China's regulators plan to allow mainland insurers to broaden their investments into areas such as asset-backed securities and infrastructure projects, sources close to the situation said recently.
Chinese insurers held over 1 trillion yuan ($124 billion) in assets by the first half of 2005, according to official data, but the companies are mostly limited to investing in low-yielding government bonds and savings accounts.
The domestic industry, along with the big number of global players operating on the mainland, has lobbied Beijing to relax investment limits so they can chase higher returns and help meet their huge longer-term obligations.
The China Insurance Regulatory Commission (CIRC) recently finished drafting the new rules lifting investment limits, which were circulated to several domestic large insurance companies for feedback, according to sources who had reviewed the drafts.
China Life Insurance Co, Ping An Insurance (Group) Co and China Pacific Insurance Co - the country's three biggest life insurers - were among the firms chosen to be experimental units on the new rules, said one source who works for one of the insurers.

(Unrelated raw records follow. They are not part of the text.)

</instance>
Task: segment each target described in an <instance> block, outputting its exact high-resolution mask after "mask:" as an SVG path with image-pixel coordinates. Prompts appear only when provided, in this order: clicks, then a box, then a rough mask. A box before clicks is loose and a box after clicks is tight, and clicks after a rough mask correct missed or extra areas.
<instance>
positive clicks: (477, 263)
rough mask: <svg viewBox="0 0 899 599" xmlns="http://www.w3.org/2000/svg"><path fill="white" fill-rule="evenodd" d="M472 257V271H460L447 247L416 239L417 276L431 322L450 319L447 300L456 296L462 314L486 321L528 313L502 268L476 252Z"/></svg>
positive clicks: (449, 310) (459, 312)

"Beijing gave us the drafts last month and asked us for feedback," said the source, adding he expected the new rules to be launched as soon as next month.
Domestic insurers, who have only recently been able to invest in Chinese stocks, will be able to put their money in new asset-backed securities products and indirectly invest in Chinese infrastructure products, said another industry source in Shanghai who had studied the new rules.
"New rules require that investments on infrastructure projects such as subways, bridges or tunnels have to be made via a third party like a trust company," he said.
China Construction Bank is awaiting final approval to issue about $371 million of the country's first asset-backed securities product offered by a domestic lender.
Besides potential new investments on infrastructure and equity, regulators are also considering allowing some local insurers the right to trade in the country's fledgling financial derivatives markets, including forex risk hedging products, sources said.
"But such new investments will carry limits restricting insurers to only investing between 10 percent and 20 percent of their total assets," said the source with one of the top three insurers.
Life insurance premiums in China have reached a record 246 billion yuan ($30.4 billion) in the first eight months of the year, according to regulatory statistics.
Insurers are mostly limited to investing those premiums in domestic capital markets, with limits on how much they can put in to each type of asset class.
For example, each insurer is limited to investing up to 5 percent of total assets in China's stock market.
There has been some easing on overseas investments. Earlier this month, CIRC official Sun Jiayong told Reuters that all qualified insurers in China were now allowed to invest abroad "in principle".
China Life, the country's largest life insurer, was granted special permission to invest in Construction Bank's $8 billion initial public offering last month.